Specifically, Mr. McClellan asserts former White house political strategist Karl Rove and former vice presidential chief of staff I. Lewis "Scooter" Libby deceived him during the investigation of the 2003 "outing" of domestic CIA employee Valerie Plame.

Now, presidents should not lie to the electorate, nor knowingly allow their subordinates to do so. This stymies the process of public debate, which -- when allowed free rein -- can raise legitimate objections to a proposed course of action, helping to avoid costly blunders.

And, no doubt, "spinning" the truth to favor some predetermined course of action can veer so close to a "lie" that only a Washington lawyer would pretend to discern a substantive difference.

But, that said, it turns out -- since Ms. Plame hadn't worked overseas in some years -- that "revealing" the ill-kept secret that she was a CIA employee wasn't a crime, at all. To condemn the White House's "political agenda" without mentioning the Democratic political motives of the witch-hunt to "find out who outed Valerie Plame" is just silly.

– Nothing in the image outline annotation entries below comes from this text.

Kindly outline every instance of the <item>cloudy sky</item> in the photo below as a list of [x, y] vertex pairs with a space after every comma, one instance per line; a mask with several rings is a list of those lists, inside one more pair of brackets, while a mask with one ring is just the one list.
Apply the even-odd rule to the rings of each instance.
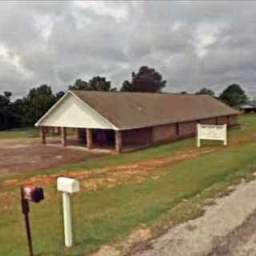
[[0, 92], [66, 90], [103, 75], [119, 87], [148, 65], [166, 91], [256, 96], [256, 2], [1, 2]]

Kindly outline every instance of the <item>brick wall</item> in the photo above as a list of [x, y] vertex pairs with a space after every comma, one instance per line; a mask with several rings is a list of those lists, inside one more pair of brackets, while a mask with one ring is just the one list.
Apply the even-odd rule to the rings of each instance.
[[238, 124], [238, 115], [230, 115], [228, 118], [229, 119], [229, 126], [234, 126]]
[[176, 124], [154, 126], [153, 128], [153, 142], [164, 142], [177, 138]]
[[123, 130], [123, 145], [151, 144], [153, 137], [152, 134], [152, 127]]
[[190, 137], [197, 133], [197, 122], [187, 122], [178, 124], [178, 136], [180, 138]]
[[[237, 124], [237, 116], [207, 118], [200, 120], [200, 123], [216, 125], [217, 121], [220, 125], [228, 123], [229, 121], [229, 125], [232, 126]], [[177, 124], [170, 124], [150, 128], [123, 130], [122, 142], [124, 146], [129, 144], [148, 145], [193, 137], [197, 134], [197, 124], [198, 122], [194, 121], [178, 123], [178, 128], [177, 127]]]
[[200, 120], [199, 122], [202, 125], [216, 125], [217, 124], [217, 118], [207, 118]]
[[220, 117], [218, 118], [218, 125], [225, 125], [228, 123], [227, 117]]

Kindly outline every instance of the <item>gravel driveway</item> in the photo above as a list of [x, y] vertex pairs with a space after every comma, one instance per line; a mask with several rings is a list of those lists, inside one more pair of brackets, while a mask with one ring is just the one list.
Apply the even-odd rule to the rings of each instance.
[[216, 202], [202, 217], [170, 229], [134, 256], [256, 255], [256, 181]]

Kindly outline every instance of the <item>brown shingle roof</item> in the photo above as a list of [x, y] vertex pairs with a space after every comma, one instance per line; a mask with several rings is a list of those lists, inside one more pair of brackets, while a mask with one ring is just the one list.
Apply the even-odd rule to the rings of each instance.
[[207, 95], [88, 90], [72, 93], [120, 130], [238, 114]]

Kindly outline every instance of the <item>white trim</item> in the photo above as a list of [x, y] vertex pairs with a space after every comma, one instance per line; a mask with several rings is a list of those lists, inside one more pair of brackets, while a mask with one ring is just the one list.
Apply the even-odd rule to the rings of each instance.
[[[72, 93], [72, 91], [68, 90], [36, 123], [35, 126], [40, 126], [40, 123], [61, 103], [62, 102], [65, 98], [67, 97], [67, 95], [72, 95], [74, 96], [76, 99], [78, 99], [79, 102], [82, 102], [83, 105], [85, 105], [86, 107], [88, 107], [90, 110], [91, 110], [94, 113], [95, 113], [96, 115], [98, 115], [100, 118], [102, 118], [103, 121], [106, 122], [108, 124], [110, 124], [110, 126], [113, 127], [113, 130], [119, 130], [118, 127], [116, 127], [114, 125], [113, 125], [110, 121], [106, 119], [102, 114], [100, 114], [98, 112], [97, 112], [94, 109], [93, 109], [90, 106], [86, 104], [84, 101], [82, 101], [78, 96], [75, 95], [75, 94]], [[69, 127], [76, 127], [73, 126], [72, 124], [69, 126]], [[86, 127], [85, 127], [86, 128]]]
[[39, 126], [40, 122], [57, 106], [58, 106], [63, 100], [66, 98], [66, 95], [69, 94], [69, 90], [66, 92], [66, 94], [34, 124], [35, 126]]
[[71, 90], [70, 90], [70, 94], [74, 95], [77, 99], [78, 99], [82, 103], [83, 103], [86, 106], [90, 108], [92, 111], [94, 111], [96, 114], [99, 115], [104, 121], [108, 122], [111, 126], [113, 126], [114, 130], [120, 130], [118, 127], [116, 127], [112, 122], [110, 122], [109, 120], [107, 120], [106, 118], [104, 118], [101, 114], [99, 114], [98, 111], [96, 111], [94, 108], [92, 108], [90, 105], [88, 105], [86, 102], [85, 102], [83, 100], [82, 100], [78, 95], [76, 95], [74, 93], [73, 93]]

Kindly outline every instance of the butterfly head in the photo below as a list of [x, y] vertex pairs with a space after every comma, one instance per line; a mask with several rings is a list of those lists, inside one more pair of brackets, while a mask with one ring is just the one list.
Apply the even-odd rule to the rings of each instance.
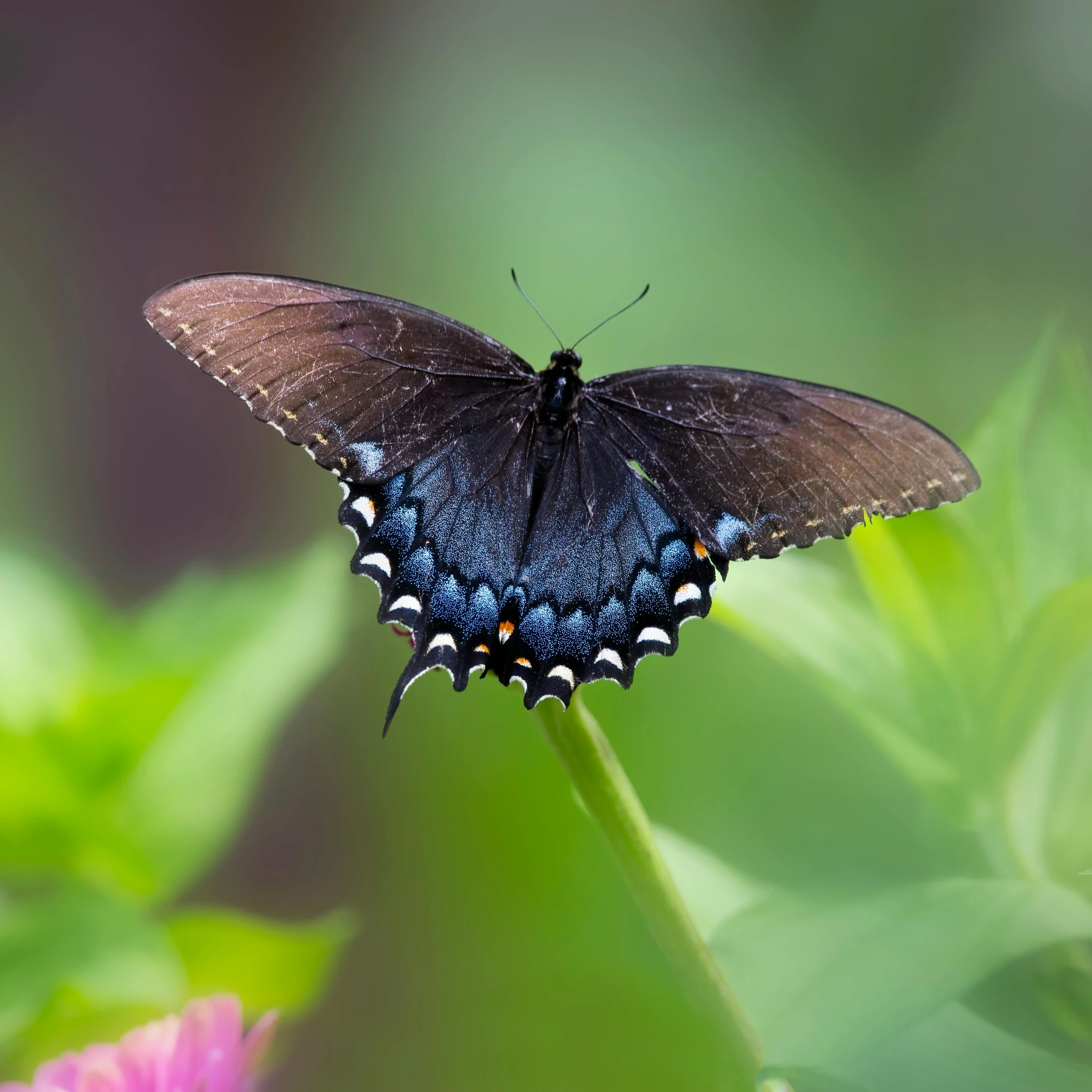
[[574, 348], [559, 348], [550, 353], [549, 366], [551, 368], [568, 368], [577, 371], [583, 360]]

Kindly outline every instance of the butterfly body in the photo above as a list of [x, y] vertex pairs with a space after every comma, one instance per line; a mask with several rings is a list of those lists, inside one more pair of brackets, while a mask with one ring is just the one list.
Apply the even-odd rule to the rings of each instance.
[[628, 687], [712, 604], [731, 560], [842, 537], [977, 487], [965, 456], [891, 406], [712, 367], [584, 382], [397, 300], [225, 274], [145, 305], [164, 337], [341, 479], [351, 566], [408, 629], [410, 684], [444, 668], [525, 689]]

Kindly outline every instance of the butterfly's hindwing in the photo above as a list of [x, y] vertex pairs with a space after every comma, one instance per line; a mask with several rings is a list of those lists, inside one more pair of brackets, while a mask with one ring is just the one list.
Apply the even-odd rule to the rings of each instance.
[[413, 634], [388, 724], [424, 672], [442, 667], [462, 690], [499, 649], [500, 596], [527, 523], [532, 439], [530, 417], [498, 422], [380, 487], [345, 486], [340, 519], [357, 536], [353, 571], [379, 585], [379, 621]]
[[678, 627], [709, 613], [715, 573], [654, 488], [574, 425], [544, 490], [518, 579], [500, 610], [497, 674], [568, 704], [577, 686], [628, 687], [646, 655], [672, 655]]

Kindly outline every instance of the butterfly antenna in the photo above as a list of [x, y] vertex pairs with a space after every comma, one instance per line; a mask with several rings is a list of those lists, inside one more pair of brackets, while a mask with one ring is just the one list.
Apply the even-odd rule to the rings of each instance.
[[[605, 325], [606, 325], [606, 324], [607, 324], [607, 323], [608, 323], [608, 322], [610, 321], [610, 319], [617, 319], [617, 318], [618, 318], [618, 316], [622, 313], [622, 311], [628, 311], [628, 310], [629, 310], [629, 309], [630, 309], [631, 307], [634, 307], [634, 306], [636, 306], [637, 304], [640, 304], [640, 302], [641, 302], [641, 300], [642, 300], [642, 299], [644, 299], [644, 297], [649, 295], [649, 289], [650, 289], [651, 287], [652, 287], [652, 285], [651, 285], [651, 284], [646, 284], [646, 285], [644, 286], [643, 290], [641, 292], [641, 295], [640, 295], [640, 296], [638, 296], [638, 297], [637, 297], [637, 299], [634, 299], [634, 300], [633, 300], [633, 301], [632, 301], [631, 304], [627, 304], [627, 305], [626, 305], [626, 306], [625, 306], [625, 307], [624, 307], [624, 308], [621, 309], [621, 311], [615, 311], [615, 312], [614, 312], [614, 314], [610, 314], [610, 316], [608, 316], [607, 318], [605, 318], [605, 319], [604, 319], [604, 320], [603, 320], [603, 321], [602, 321], [602, 322], [600, 323], [600, 325], [598, 325], [598, 327], [592, 327], [592, 329], [591, 329], [591, 330], [589, 330], [586, 334], [584, 334], [584, 337], [591, 337], [591, 336], [592, 336], [592, 334], [593, 334], [593, 333], [595, 333], [595, 331], [600, 329], [600, 327], [605, 327]], [[556, 336], [556, 335], [555, 335], [555, 336]], [[582, 341], [584, 340], [584, 337], [578, 337], [578, 339], [577, 339], [577, 340], [575, 340], [575, 341], [574, 341], [574, 342], [572, 343], [572, 347], [573, 347], [573, 348], [575, 348], [575, 347], [577, 347], [577, 346], [578, 346], [578, 345], [579, 345], [579, 344], [580, 344], [580, 343], [581, 343], [581, 342], [582, 342]]]
[[[514, 269], [512, 270], [512, 281], [513, 281], [513, 283], [515, 284], [515, 287], [520, 289], [520, 295], [521, 295], [521, 296], [522, 296], [522, 297], [523, 297], [523, 298], [524, 298], [524, 299], [525, 299], [525, 300], [526, 300], [526, 301], [527, 301], [527, 302], [529, 302], [529, 304], [530, 304], [530, 305], [531, 305], [532, 307], [534, 307], [534, 308], [535, 308], [535, 314], [537, 314], [537, 316], [538, 316], [538, 318], [539, 318], [539, 319], [542, 319], [542, 320], [543, 320], [543, 322], [545, 322], [545, 323], [546, 323], [546, 329], [547, 329], [547, 330], [548, 330], [548, 331], [549, 331], [549, 332], [550, 332], [550, 333], [551, 333], [551, 334], [553, 334], [553, 335], [554, 335], [555, 337], [557, 337], [557, 331], [556, 331], [556, 330], [555, 330], [555, 329], [554, 329], [554, 328], [553, 328], [553, 327], [551, 327], [551, 325], [550, 325], [550, 324], [549, 324], [548, 322], [546, 322], [546, 316], [545, 316], [545, 314], [543, 314], [543, 312], [542, 312], [542, 311], [539, 311], [537, 307], [535, 307], [535, 301], [534, 301], [534, 300], [533, 300], [533, 299], [532, 299], [532, 298], [531, 298], [531, 297], [530, 297], [530, 296], [529, 296], [529, 295], [527, 295], [527, 294], [526, 294], [526, 293], [525, 293], [525, 292], [523, 290], [523, 285], [521, 285], [521, 284], [520, 284], [520, 278], [519, 278], [519, 277], [518, 277], [518, 276], [515, 275], [515, 270], [514, 270]], [[565, 342], [563, 342], [563, 341], [561, 341], [561, 339], [560, 339], [560, 337], [557, 337], [557, 343], [558, 343], [558, 345], [560, 345], [560, 346], [561, 346], [561, 351], [562, 351], [562, 352], [565, 352]]]

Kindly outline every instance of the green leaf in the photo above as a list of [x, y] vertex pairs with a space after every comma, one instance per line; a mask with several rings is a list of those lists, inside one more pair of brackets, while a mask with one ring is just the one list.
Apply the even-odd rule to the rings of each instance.
[[982, 478], [982, 488], [953, 508], [953, 518], [973, 534], [994, 583], [1001, 590], [1011, 627], [1019, 624], [1025, 605], [1028, 513], [1020, 452], [1057, 340], [1058, 327], [1052, 323], [964, 446]]
[[876, 1048], [1007, 961], [1092, 936], [1063, 888], [951, 879], [852, 901], [774, 895], [728, 918], [713, 953], [770, 1065], [823, 1066]]
[[1023, 582], [1035, 603], [1092, 574], [1092, 375], [1072, 342], [1047, 373], [1021, 466]]
[[354, 933], [342, 913], [286, 925], [225, 910], [186, 910], [167, 928], [192, 994], [237, 994], [249, 1017], [310, 1007]]
[[[276, 728], [337, 654], [344, 582], [342, 551], [323, 543], [266, 578], [261, 602], [244, 596], [245, 618], [217, 619], [246, 625], [175, 708], [121, 793], [118, 821], [154, 868], [161, 897], [197, 876], [234, 833]], [[176, 617], [187, 613], [180, 601]]]
[[70, 715], [91, 657], [82, 596], [43, 566], [0, 550], [0, 728]]
[[736, 566], [711, 617], [809, 680], [919, 787], [953, 782], [951, 767], [918, 738], [898, 646], [840, 572], [793, 554], [775, 566]]
[[168, 1007], [183, 983], [164, 929], [128, 903], [69, 889], [0, 916], [0, 1040], [27, 1026], [59, 989], [96, 1008]]
[[1048, 595], [1013, 640], [996, 680], [993, 739], [997, 774], [1004, 774], [1057, 699], [1075, 661], [1092, 644], [1092, 577]]
[[1048, 1054], [962, 1005], [834, 1067], [869, 1092], [1088, 1092], [1092, 1069]]
[[772, 888], [729, 868], [697, 842], [658, 824], [653, 830], [672, 879], [707, 941], [726, 918], [771, 893]]

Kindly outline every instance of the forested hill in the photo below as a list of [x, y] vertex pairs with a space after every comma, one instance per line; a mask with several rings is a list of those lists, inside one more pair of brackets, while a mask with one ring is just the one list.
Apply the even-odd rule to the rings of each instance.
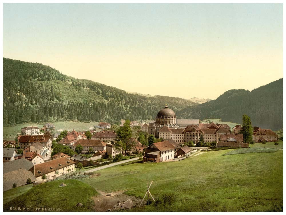
[[3, 59], [4, 126], [30, 122], [151, 120], [166, 103], [175, 112], [196, 105], [179, 98], [129, 93], [40, 63]]
[[250, 91], [229, 90], [217, 99], [177, 113], [186, 119], [221, 118], [223, 121], [242, 123], [248, 115], [252, 125], [274, 130], [283, 128], [283, 79]]

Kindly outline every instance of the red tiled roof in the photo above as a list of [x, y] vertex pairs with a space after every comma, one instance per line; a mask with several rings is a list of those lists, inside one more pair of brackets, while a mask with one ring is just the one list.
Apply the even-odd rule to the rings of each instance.
[[172, 132], [172, 134], [182, 134], [183, 132], [184, 131], [184, 128], [170, 128], [170, 130]]
[[110, 125], [110, 124], [108, 122], [100, 122], [99, 124], [98, 124], [98, 126], [104, 126], [107, 125]]
[[255, 136], [274, 136], [278, 135], [271, 129], [265, 129], [259, 128], [254, 130], [253, 135]]
[[51, 138], [48, 135], [23, 135], [19, 140], [19, 142], [47, 142]]
[[[75, 162], [69, 160], [66, 157], [62, 157], [37, 164], [34, 167], [35, 176], [35, 177], [38, 177], [75, 163]], [[59, 166], [59, 164], [61, 165]], [[51, 167], [51, 169], [50, 168], [50, 167]], [[40, 171], [40, 173], [38, 171]]]
[[184, 129], [185, 132], [198, 132], [201, 131], [201, 129], [196, 125], [189, 125]]
[[67, 155], [64, 154], [62, 152], [59, 152], [58, 153], [57, 153], [52, 156], [53, 159], [56, 159], [57, 158], [59, 158], [62, 157], [64, 157], [67, 158], [71, 157], [69, 155]]
[[215, 134], [216, 133], [216, 131], [217, 129], [202, 129], [202, 131], [205, 134]]
[[98, 140], [79, 140], [74, 144], [76, 146], [80, 144], [82, 146], [105, 146], [106, 144]]
[[242, 134], [221, 134], [221, 140], [227, 140], [230, 137], [232, 137], [235, 139], [237, 141], [243, 141], [243, 135]]
[[167, 150], [174, 149], [175, 148], [175, 146], [168, 140], [155, 142], [153, 144], [161, 152], [164, 152]]

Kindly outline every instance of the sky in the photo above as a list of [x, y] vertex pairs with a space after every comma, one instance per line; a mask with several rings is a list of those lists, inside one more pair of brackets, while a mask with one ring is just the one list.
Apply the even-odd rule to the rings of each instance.
[[4, 57], [127, 91], [214, 99], [283, 77], [283, 5], [9, 4]]

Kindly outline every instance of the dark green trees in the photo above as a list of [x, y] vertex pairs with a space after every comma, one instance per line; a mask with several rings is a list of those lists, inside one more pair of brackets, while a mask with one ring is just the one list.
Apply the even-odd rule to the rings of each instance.
[[252, 140], [253, 128], [251, 125], [250, 118], [246, 114], [242, 116], [241, 133], [243, 134], [243, 142], [248, 143]]

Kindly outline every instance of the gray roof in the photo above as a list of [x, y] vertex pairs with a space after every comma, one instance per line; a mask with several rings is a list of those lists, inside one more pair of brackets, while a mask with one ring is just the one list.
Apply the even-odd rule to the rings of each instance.
[[15, 150], [17, 153], [17, 150], [15, 148], [3, 148], [3, 157], [12, 157], [14, 153]]
[[76, 155], [75, 154], [73, 155], [72, 157], [71, 158], [71, 160], [76, 160], [79, 161], [82, 161], [86, 159], [86, 157], [84, 156], [82, 156], [79, 155]]
[[4, 173], [3, 175], [3, 191], [12, 189], [14, 183], [17, 187], [26, 184], [27, 179], [29, 178], [32, 182], [37, 180], [32, 173], [25, 169], [18, 169]]
[[21, 158], [14, 161], [3, 162], [3, 173], [9, 173], [20, 169], [25, 169], [29, 170], [33, 167], [34, 165], [30, 161], [25, 158]]
[[160, 151], [157, 151], [156, 152], [149, 152], [149, 153], [147, 153], [147, 154], [150, 154], [150, 155], [157, 155], [160, 153]]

The notion that the Bush White House has been unique in "spinning" the facts to promote the political agenda of the president's party or to build public support for a course of action already decided on must rank on the scale of outrage and breathless revelation somewhere between the news that Carol Lynley didn't really do her own singing (or Shelley Winters her own swimming) in "The Poseidon Adventure," and the heartbreaking realization that the Popeil pocket fishing rod, sold on late-night TV for $19.95, wasn't really "a $139 value."

We hope Mr. McClellan -- who in essence admits here that he accepted a paycheck to keep silent and participate in all this purposeful misdirection -- is telling the truth, now. Such first-hand accounts must be sifted for any real revelations they contain, in hopes of providing historians and -- eventually -- voters with better methods to demand and discern straight talk from our leaders.

But the real story here, as pointed out by Linda Fowler, a professor of government at Dartmouth College, is not so much any "revelations" about how policies are set and "sold" at this level of government, but rather "more about the political drama of the Bush White House slowly self-destructing" as former members of the waning administration, presumably, realize that a president in his final year possesses less power to reward loyalty and "punish" those who carry tales, and therefore decide they need to "look out for their own selves," in this case by carrying tales in hopes of selling a few thousand books.

After all, who would buy a book called "And Everything Was Hunky-Dory"?

"Scott, as we know, is disgruntled about his experience at the White House," comments current Bush Press Secretary Dana Perino.

He's gotten it off his chest, now. One suspects Mr. Bush and Mr. Rove won't lose too much sleep. What Mr. McClellan has done for his own future employment prospects remains to be seen. There's always Air America ... or PBS.